Third, in terms of change detection, results showed that most of the urban evolution was concentrated in the 1974-1981(8.97% year-1),1981-1987 (20.49% year-1) and 1987-1995(18.52 year-1). However, urbanization rate dropped slightly to approximately 6.8%, in the periods 1995-2002 and 2002-2009. In this research, it is confirmed that urban expansion exhibits an alternating process of diffusion and coalescence, and spatial metrics showed changeable behavior during this process. Diffusion and coalescence were detected in periods 1974-1987 and 1987-2002, respectively. Since 2002, urban regions have grown more compact and saturated by inflling the gaps within the urban areas.

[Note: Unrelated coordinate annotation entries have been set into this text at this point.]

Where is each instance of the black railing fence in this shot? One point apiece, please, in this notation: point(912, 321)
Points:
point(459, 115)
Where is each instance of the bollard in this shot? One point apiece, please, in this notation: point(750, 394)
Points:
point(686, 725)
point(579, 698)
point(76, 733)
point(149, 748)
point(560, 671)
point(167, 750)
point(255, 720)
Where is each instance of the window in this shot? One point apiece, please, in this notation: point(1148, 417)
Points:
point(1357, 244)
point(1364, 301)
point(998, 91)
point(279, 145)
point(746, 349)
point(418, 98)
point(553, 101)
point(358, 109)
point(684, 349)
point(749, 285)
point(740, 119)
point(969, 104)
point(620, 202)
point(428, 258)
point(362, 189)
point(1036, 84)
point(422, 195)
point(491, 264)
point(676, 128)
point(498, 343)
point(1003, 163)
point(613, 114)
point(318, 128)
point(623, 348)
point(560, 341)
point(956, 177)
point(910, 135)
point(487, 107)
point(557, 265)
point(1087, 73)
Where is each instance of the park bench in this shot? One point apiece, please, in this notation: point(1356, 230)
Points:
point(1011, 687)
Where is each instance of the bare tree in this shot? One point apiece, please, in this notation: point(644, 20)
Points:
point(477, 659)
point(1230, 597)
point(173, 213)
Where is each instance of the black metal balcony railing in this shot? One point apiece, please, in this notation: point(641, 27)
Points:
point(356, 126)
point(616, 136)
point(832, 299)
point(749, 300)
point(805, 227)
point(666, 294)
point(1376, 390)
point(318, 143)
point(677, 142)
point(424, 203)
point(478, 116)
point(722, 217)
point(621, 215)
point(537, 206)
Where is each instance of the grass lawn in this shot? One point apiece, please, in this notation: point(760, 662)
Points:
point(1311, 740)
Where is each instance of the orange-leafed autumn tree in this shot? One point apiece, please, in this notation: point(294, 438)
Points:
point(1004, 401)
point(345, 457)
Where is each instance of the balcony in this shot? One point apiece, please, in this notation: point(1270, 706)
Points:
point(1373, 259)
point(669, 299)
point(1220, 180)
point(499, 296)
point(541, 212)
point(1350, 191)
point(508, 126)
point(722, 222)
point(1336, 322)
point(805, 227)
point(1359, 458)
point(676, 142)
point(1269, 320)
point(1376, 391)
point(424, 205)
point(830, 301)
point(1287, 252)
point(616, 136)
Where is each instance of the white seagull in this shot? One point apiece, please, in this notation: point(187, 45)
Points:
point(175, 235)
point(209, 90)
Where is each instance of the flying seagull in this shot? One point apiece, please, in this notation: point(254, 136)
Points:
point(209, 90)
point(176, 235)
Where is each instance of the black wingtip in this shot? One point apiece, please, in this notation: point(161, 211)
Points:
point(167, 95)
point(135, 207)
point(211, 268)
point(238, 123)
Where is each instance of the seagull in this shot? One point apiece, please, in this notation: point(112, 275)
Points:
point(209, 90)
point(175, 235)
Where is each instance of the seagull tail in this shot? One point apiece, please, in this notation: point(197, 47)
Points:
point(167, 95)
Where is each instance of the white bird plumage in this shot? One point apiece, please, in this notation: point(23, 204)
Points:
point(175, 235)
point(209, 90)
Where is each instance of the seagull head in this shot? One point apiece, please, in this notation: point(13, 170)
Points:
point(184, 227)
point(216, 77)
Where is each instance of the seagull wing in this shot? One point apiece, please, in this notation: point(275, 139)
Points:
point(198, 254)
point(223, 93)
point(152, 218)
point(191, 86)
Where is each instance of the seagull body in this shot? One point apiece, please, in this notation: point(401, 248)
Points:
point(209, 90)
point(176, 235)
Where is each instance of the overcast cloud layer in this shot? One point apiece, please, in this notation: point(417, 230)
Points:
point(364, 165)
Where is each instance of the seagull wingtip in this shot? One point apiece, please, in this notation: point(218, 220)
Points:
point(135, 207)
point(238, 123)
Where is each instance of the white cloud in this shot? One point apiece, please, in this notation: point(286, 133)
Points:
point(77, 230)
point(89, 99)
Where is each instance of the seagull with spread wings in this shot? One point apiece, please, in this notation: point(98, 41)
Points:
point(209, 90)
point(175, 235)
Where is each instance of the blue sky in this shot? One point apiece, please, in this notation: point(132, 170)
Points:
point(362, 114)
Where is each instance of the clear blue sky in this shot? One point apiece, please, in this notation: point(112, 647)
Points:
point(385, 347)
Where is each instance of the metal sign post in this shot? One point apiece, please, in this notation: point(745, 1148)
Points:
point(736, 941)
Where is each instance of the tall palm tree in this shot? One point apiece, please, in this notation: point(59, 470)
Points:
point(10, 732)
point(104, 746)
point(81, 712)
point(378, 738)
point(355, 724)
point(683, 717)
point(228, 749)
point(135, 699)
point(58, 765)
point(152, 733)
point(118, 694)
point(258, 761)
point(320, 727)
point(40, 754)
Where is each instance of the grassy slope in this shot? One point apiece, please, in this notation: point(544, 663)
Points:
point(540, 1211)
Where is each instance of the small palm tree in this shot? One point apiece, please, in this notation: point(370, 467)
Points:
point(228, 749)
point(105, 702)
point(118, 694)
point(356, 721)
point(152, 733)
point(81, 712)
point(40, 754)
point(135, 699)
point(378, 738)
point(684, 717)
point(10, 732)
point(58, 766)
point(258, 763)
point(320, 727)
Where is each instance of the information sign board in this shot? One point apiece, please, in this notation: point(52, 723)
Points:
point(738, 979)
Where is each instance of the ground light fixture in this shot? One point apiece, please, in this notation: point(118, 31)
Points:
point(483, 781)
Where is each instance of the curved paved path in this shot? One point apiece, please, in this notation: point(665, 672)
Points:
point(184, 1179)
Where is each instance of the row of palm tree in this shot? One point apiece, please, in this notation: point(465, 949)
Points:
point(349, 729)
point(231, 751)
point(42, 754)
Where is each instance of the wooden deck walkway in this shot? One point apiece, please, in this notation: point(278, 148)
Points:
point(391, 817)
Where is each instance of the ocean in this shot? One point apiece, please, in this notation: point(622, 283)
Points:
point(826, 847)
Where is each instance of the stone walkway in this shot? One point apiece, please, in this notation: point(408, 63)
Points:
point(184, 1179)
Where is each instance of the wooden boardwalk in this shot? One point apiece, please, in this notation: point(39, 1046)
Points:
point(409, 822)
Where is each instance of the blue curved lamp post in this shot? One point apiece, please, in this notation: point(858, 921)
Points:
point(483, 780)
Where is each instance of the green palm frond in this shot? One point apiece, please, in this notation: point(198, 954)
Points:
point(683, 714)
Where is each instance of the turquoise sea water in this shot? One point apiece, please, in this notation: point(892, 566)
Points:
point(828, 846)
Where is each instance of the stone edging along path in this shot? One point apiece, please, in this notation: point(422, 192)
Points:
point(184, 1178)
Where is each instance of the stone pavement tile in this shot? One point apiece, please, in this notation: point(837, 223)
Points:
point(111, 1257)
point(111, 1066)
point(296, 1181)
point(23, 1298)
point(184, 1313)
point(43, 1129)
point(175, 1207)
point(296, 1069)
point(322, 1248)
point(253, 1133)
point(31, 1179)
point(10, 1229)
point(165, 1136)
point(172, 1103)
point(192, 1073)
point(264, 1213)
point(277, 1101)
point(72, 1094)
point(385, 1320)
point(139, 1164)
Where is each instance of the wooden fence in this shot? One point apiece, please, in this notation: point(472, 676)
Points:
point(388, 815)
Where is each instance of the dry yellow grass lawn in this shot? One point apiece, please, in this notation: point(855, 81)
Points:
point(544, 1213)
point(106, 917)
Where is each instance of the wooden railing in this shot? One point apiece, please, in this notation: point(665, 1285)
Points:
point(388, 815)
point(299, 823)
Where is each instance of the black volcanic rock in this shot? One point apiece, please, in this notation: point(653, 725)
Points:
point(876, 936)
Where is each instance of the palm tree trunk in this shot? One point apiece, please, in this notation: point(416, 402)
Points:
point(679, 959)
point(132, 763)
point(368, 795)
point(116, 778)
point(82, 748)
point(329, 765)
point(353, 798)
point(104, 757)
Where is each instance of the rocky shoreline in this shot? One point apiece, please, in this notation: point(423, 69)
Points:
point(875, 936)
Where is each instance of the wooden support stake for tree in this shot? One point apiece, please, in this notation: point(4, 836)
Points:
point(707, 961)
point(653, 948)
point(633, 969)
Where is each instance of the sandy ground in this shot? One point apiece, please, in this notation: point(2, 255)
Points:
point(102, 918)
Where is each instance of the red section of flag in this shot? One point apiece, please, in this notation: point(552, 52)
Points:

Finally, urban growth was simulated by using SLEUTH to 2015 based on the four specific scenarios to explore the potential hotspot impervious surface growth. The first scenario was to simulate the current trend (CT) of urban growth. The second scenario was to project the limited urban growth trend by taking environmental protection (EPG) into account, particularly for agricultural areas. The third scenario was to predict accelerated urban development and business growth (BG). The last scenario was based on Chinese policy for protecting rural regions(CPPR). It was found that urban regions would grow outward the edge of existing urban areas if BG scenario and CT scenarios were applied to Cixi County. Also the result from the EPG scenario showed that much more land could be preserved in the county. Moreover, the result from the CPPR scenario indicated urban development would decline in rural regions for the next 7 years. In this regard, most impervious surface growth would be inside or close to the major towns or cities rather than rural regions or small villages.
Above all, although the results of change detection and modeling based on impervious surface promising, its accuracy was not yet to reach the level of accuracy required by urban planners for practical application. Much of this low accuracy may be related to the environment of the study site, which was located in the coastal regions. Nevertheless, impervious surface performance in highly heterogeneous nature of urban surface is comparable with conventional methods. However, more research is required to adapt this index for accurately mapping of Chinese cities.